Numerous requests for comment from White went unanswered.
Politics Threaten Science
Peskov of ASI's Young Professionals program voiced concern that situations such as White's firing threaten to harm Russia's international image in general, and the prowess of its academic and science communities in particular. The latter would be particularly disheartening in light of the boundless efforts involved in promoting Russian universities and science abroad, Peskov said.
"I hope things will change at some point. The trend of mixing politics and education is a dangerous one," Peskov said.
Isak Frumin, head of the Higher School of Economics' (HSE) Institute of Education, agreed with Peskov that scenarios such as White's dismissal threaten to do more harm than good.
"It's disgusting. This story put us all in a very unsavory situation," Frumin told The Moscow Times on Wednesday.
He speculated that White's firing, coupled with Kiselyov's concern with the prospect of an American holding a high-level academic post, could threaten many leading Russian institutions.
"Why do we have to justify ourselves now? Why does the Moscow Institute of Physics and Technology have to explain why they have an American serving as the head of their International Council? Why do we [HSE] have to explain the same thing?" Frumin said, noting that the international council at HSE is likewise run by a U.S. citizen.
According to Frumin, political speculations such as that featured in Kiselyov's segment on White endanger Russian education and science by fostering an atmosphere of paranoia and anger.

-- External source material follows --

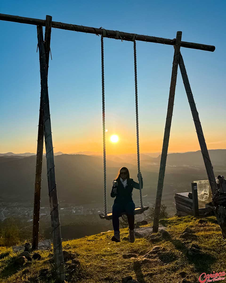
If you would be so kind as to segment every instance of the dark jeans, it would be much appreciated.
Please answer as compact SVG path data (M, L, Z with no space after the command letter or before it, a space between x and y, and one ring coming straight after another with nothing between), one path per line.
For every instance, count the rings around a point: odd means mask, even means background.
M114 231L119 231L119 217L124 212L126 214L129 229L133 230L135 209L135 204L132 201L126 203L114 203L112 206L112 222Z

"Foreign scientists are motivated to come work here in Russia because of our great culture and our kindhearted people," Frumin said. "Unfortunately, television programs like Kilselyov's are capable of destroying these views."
Frumin told The Moscow Times that some of the HSE's foreign partners had called to voice concern with what appear to be dark clouds accruing over Russian academia. "But we [HSE] don't fear those TV firebrands," he said.